Similarly, the tourism industry is asking for payment deferrals, said Quintana Roo Minister of Tourism Marisol Vanegas, so companies have enough liquidity for payroll and to pay suppliers. The sun-drenched Caribbean state in which she works has been hit particularly hard by the drop in demand.

So far, Lopez Obrador has authorized no extra borrowing, tax relief, or bailouts. He has pledged millions of loans worth about $1,000 to individuals, households, and small businesses that employ fewer than 10 people.

Economists warn that how Mexico handles its twin health and economic crises will have important implications for investor confidence in the future.

“The shock provides an opportunity to make policies more consistent to attract investment,” says Martin Castellano, an economist at the Institute of International Finance in Washington, DC.

“That’s something we haven’t seen so far in Mexico,” he said.

A bruised tourist industry

In few places is the pandemic’s economic damage as visible as resort cities like Cancun and Tulum. Local shutdown measures and a steep drop in travellers, many from the US, have dealt a devastating blow to tourism. The sector accounts for 8.5 percent of Mexico’s GDP.

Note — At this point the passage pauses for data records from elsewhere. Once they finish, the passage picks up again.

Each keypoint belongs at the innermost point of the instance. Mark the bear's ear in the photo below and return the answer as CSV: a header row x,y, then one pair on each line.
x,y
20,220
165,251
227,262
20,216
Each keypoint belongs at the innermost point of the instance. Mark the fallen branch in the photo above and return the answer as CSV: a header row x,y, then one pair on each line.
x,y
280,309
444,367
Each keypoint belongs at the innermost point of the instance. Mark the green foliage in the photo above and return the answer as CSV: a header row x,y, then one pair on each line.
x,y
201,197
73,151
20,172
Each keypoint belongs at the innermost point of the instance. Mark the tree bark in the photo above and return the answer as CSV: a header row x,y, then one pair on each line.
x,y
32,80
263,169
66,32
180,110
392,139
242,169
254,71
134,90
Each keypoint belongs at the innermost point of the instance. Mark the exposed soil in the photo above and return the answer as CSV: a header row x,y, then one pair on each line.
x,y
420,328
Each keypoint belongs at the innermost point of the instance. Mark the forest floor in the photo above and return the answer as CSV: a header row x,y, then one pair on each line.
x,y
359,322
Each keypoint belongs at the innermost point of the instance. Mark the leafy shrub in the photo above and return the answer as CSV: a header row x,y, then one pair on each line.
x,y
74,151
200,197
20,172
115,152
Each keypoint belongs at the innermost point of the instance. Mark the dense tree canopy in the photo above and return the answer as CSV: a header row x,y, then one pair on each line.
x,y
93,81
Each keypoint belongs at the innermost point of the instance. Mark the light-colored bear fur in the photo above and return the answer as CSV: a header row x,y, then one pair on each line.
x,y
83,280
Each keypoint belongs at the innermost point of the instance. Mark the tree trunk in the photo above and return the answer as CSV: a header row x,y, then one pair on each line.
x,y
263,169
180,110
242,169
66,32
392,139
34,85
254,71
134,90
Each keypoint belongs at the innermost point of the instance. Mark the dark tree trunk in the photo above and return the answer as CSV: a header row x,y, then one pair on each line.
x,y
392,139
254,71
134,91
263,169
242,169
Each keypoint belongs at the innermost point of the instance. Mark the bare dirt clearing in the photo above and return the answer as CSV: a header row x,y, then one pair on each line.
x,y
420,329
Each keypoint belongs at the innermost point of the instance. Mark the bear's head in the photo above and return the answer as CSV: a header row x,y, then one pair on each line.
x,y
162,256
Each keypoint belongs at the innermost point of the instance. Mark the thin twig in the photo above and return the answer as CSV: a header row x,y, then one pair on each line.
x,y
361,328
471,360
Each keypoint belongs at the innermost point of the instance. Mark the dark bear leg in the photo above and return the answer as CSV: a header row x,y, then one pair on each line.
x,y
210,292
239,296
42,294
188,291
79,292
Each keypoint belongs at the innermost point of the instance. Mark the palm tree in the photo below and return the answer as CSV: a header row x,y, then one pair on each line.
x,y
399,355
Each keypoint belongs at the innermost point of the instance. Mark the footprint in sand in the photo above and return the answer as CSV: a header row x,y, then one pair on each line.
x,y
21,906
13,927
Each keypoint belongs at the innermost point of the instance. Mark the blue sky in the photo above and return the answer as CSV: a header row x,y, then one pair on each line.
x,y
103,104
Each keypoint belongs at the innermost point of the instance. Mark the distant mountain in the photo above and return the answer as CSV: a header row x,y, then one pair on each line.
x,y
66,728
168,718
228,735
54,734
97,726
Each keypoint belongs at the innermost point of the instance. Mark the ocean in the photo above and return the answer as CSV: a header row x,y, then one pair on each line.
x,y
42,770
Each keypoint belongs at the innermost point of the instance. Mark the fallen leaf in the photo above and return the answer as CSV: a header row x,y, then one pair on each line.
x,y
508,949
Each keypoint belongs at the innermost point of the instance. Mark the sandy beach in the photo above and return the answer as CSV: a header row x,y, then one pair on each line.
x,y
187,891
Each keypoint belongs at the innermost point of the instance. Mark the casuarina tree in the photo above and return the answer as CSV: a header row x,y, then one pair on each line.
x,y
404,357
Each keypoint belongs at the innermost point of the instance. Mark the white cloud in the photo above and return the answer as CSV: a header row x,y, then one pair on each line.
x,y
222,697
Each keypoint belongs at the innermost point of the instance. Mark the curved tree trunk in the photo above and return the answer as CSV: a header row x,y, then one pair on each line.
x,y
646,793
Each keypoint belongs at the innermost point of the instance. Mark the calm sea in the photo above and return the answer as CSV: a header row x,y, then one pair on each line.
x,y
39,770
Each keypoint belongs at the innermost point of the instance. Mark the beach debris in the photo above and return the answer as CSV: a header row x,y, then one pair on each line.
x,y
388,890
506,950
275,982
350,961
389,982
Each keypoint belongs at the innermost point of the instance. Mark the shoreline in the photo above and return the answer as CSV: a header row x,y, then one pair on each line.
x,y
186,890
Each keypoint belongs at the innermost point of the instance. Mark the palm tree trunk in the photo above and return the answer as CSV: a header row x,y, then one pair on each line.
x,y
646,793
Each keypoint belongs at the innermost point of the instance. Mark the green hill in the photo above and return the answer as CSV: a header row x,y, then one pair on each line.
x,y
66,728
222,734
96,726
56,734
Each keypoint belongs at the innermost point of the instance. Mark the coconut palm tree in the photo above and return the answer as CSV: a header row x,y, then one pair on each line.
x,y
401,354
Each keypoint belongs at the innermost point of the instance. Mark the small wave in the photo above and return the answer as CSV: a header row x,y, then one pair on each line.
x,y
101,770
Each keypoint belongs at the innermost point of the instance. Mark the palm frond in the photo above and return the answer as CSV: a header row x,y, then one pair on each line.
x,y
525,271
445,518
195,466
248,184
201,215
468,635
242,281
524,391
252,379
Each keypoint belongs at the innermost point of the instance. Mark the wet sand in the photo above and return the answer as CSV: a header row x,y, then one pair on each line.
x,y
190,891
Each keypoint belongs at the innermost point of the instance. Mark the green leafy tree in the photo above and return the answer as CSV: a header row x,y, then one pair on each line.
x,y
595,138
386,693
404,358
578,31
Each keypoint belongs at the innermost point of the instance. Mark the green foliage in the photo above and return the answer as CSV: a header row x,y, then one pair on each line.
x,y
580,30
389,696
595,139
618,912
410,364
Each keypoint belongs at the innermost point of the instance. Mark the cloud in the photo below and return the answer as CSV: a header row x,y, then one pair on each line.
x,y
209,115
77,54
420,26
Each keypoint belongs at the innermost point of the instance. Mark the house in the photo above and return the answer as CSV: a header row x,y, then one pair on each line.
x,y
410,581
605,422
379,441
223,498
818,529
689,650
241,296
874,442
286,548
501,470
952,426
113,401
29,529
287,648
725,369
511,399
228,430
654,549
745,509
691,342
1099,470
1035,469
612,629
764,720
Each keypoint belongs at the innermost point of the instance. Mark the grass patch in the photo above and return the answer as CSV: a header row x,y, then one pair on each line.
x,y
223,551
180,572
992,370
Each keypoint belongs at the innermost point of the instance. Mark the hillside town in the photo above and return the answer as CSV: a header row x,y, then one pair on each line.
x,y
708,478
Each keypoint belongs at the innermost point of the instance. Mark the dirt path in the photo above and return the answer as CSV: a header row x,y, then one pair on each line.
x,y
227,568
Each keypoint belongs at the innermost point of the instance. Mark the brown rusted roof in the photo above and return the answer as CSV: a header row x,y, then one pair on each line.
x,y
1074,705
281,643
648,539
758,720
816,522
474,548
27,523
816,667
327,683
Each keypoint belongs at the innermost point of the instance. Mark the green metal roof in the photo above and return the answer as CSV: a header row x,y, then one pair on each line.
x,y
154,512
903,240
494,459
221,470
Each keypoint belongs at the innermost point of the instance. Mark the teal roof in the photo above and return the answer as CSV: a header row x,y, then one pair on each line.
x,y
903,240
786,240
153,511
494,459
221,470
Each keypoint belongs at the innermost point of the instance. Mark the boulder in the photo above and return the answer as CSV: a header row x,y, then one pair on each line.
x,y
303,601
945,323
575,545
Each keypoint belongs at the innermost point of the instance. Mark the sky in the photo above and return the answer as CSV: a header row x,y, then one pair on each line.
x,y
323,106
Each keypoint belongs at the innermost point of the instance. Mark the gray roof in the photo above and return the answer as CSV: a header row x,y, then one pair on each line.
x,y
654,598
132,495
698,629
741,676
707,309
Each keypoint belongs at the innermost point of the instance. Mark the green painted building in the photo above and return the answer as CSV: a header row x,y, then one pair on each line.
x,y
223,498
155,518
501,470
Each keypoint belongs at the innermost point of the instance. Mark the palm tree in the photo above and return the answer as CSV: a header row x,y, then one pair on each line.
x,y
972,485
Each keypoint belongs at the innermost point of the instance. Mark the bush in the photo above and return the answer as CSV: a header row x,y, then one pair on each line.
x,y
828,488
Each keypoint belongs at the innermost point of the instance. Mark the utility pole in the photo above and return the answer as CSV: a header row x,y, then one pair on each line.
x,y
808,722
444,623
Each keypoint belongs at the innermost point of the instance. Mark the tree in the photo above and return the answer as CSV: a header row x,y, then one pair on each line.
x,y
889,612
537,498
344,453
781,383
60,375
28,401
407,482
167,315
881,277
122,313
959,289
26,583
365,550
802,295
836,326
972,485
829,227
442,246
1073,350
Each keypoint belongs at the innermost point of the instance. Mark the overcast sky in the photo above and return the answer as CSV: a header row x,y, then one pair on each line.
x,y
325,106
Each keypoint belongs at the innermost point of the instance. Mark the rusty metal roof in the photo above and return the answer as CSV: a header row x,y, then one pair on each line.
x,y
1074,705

Scores of hotels have closed. Nearly 64,000 jobs were lost between March 13 and April 6 in Quintana Roo. Hotel occupancy is now below 4 percent, according to state tourism minister Vanegas.

To make matters worse, tourism is among Mexico’s most significant sources of foreign exchange income alongside manufactured exports, remittances, and oil revenue.

As the US’s economic crisis deepens, Mexico’s tourism sector may face prolonged loss. Last year, more than 32 million US citizens visited Mexico by land and air, making it the top foreign travel destination for people living in the US.

The recovery will not be quick, said Vanegas. “What we conceive of now as tourism may not recover in its entirety.”